Michigan’s law also allows caretakers to be compensated, and unlike states like Vermont, puts no restrictions on the number of patients a caretaker can take on. This does not open the door for Cannabis Club-style dispensaries as caretakers or patients growing weed for themselves must keep their store in a locked facility only they can access.
But while Michigan’s medical marijuana law likely won’t lead to a pot-cicle shop on State Street, they’re more liberal than most.

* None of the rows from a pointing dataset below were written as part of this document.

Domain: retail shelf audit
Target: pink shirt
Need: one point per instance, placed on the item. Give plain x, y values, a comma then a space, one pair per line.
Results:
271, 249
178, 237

Of the 12 states that enforce possession maximums, only Oregon goes above Michigan’s maximum of 2.5 ounces and 12 plants by allowing patients to possess up to 24 ounces of useable marijuana along with 18 plants under 12 inches and six mature plants.
It’s exceptional that Michigan’s law doesn’t put a limit on size or make a distinction between immature and mature plants — mature meaning a plant with flowers that can be harvested, dried and smoked. Most states have limitations similar to Colorado’s maximum of six plants in total with three producing at a time.
But states like Colorado, Maine and Nevada provide better conditions for cultivation by not specifying where plants must be kept, which allows growers to cultivate larger plants within the quota by planting outside.
Michigan requires that medicinal marijuana plants be kept in an “enclosed area equipped with locks or other security devices that permit access only by a registered primary caregiver or registered qualifying patient.”
Even though indoor plants don’t grow as large, 12 plants could produce quite a bit. The average yield of an indoor cannabis plant in bloom is about 1.2 ounces, according to a study in the Journal of Forensic Science. As an annual species, cannabis plants grown indoors flower three to five times before dying — meaning the yearly yield of a medical marijuana grow site in Michigan could be between 43 and 72 ounces.
Medical marijuana patients in Washington used on average about 15 grams a week — or 27.5 ounces a year — with the highest amount reported being about double, according to a survey conducted in western Washington between 2001 and 2003.
Michigan beats the most liberal states concerning medical marijuana — California, Oregon and Washington — in one respect. After Montana and Rhode Island, Michigan became the third state to honor the identification of medical marijuana patients and caretakers registered in other states.
But despite all of the liberal attributes of Michigan’s marijuana law, the state failed to join California in establishing a clear, easily accessible, legal way for qualified patients to get marijuana ¬— adopting instead the mindset of the majority of medical marijuana states of “you can do it, but we won’t tell you how.”
Marc Emery, editor of Cannabis Culture magazine in British Columbia, said that states that don’t define a means of distributions leave patients little choice but to attain marijuana, or at least the starter plants, illegally.
“It’s unfortunate that the legislation didn’t define a way for patients to acquire marijuana,” Emery said. “It’s all black market illegal if the legislation didn’t provide a means for distribution.”